Manifestation xénophobe d'étudiants parisiens. Paris, vers 1935
Auteur : ANONYME
Lieu de conservation : Agence Roger-Viollet (Paris)
site web
Date de création : 1er février 1935
Date représentée : 1er février 1935
photographie
Domaine : Photographies
© Collection Roger-Viollet / Roger-Viollet
5079-5 / RV-378961
Les immigrés, éternels indésirables
Date de publication : Avril 2016
Auteur : Alexandre SUMPF
La grève des étudiants de médecine en février 1935
Avec la crise économique mondiale qui touche la France en 1931, les thématiques xénophobes et les discours d’extrême droite prennent de la vigueur et accusent les étrangers de tous les maux : chômage, insécurité, désordre ou encore menace sur l’identité (« race », culture, religion) du pays. Commerçants, artisans et professions libérales notamment dénoncent une concurrence déloyale et mènent une campagne virulente pour obtenir la protection de la loi. Les pouvoirs publics durcissent alors drastiquement leur politique en matière d’immigration et la loi du 10 août 1932 « protégeant la main d’œuvre nationale » est par exemple votée à l’unanimité du Parlement. Les refoulements, les expulsions, la surveillance et la répression s’accentuent à l’égard des immigrés (réguliers ou non) qu’une part de plus en plus importante de la population française rejette.

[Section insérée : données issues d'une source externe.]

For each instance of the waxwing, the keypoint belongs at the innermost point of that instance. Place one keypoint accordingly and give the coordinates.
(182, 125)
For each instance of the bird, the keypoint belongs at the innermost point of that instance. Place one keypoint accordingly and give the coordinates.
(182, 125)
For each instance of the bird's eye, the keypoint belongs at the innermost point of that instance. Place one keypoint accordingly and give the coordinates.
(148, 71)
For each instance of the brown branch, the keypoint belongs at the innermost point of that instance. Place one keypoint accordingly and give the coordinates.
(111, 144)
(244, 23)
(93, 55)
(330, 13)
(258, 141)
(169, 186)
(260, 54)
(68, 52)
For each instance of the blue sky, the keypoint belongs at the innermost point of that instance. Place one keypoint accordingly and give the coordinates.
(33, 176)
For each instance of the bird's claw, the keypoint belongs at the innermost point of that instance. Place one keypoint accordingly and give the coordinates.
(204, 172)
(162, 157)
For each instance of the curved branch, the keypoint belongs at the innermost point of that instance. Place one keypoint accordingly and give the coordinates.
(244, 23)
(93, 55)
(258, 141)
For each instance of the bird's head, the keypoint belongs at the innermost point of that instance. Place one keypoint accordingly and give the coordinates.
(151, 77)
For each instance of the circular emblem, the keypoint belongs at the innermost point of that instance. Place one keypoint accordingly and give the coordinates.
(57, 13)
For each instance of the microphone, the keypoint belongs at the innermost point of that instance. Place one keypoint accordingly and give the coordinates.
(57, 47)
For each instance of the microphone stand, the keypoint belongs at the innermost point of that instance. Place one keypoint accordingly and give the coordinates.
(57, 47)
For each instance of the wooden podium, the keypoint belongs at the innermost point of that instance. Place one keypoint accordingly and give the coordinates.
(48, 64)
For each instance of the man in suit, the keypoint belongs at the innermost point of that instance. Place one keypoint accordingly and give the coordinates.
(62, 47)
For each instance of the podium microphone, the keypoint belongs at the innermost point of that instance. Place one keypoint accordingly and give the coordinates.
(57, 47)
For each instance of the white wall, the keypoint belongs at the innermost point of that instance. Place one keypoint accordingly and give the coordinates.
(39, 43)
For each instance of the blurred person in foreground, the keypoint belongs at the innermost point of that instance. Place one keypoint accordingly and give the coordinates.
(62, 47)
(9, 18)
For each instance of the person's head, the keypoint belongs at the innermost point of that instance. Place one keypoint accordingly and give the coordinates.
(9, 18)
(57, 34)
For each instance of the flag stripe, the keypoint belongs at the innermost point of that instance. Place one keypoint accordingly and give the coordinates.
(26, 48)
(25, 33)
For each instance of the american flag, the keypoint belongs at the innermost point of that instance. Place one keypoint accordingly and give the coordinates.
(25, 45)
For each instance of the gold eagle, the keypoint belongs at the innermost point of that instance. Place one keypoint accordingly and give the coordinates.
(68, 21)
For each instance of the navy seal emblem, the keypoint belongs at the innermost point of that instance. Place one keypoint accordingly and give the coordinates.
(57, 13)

En ce mois février 1935, ce sont les autorités de l’université de médecine, certains syndicats médicaux et plusieurs organisations d’étudiants en médecine qui organisent un vaste mouvement de grève afin de protester contre « l’envahissement de la profession médicale » par les immigrés étrangers. En majorité juifs roumains et polonais dans cette activité professionnelle, ces derniers sont accusés de « voler » les places à l’université, les diplômes et les clients aux français « de souche ».
Inscrite dans un contexte de forte crise économique, politique et identitaire, la contestation prend une ampleur assez exceptionnelle, se déroulant dans un climat xénophobe et antisémite. En province, mais surtout à Paris, les manifestations se multiplient, comme celle immortalisée par le cliché Manifestation xénophobe d’étudiants parisiens devant la faculté de médecine, 1er février 1935 qui, justement, « lance » le mouvement.
« Contre l’invasion métèque »
Manifestation xénophobe d’étudiants parisiens devant la faculté de médecine, 1er février 1935 est vraisemblablement l’œuvre de l’un des grévistes ou de l’un de leurs « sympathisants ». En effet, le groupe d’étudiants ici réuni prend volontairement la pause avec bonne humeur, comme en témoignent plusieurs sourires ou autres regards complices, bienveillants semble-t-il avec l’auteur du cliché.
La scène se déroule devant l’école de la faculté de médecine de Paris, située dans le Ve arrondissement. On aperçoit en arrière plan le bâtiment ancien, partiellement masqué par la structure de bois plus rudimentaire qui constitue l’entrée de « l’école pratique » (c’est-à-dire la partie de l’université où l’on effectue les dissections et les autres exercices pratiques) ainsi que le signale un panneau situé au-dessus de l’une des deux portes d’entrée.
Regroupés en une masse compacte, les étudiants grévistes présentent un profil globalement similaire. Il s’agit exclusivement d’hommes blancs (aucune femme) moyennement jeunes (en majorité des trentenaires (ce qui renvoie à la durée des études de médecine), et dont la mise (costumes, pardessus, chapeaux) dénote une relative aisance (pour la condition estudiantine).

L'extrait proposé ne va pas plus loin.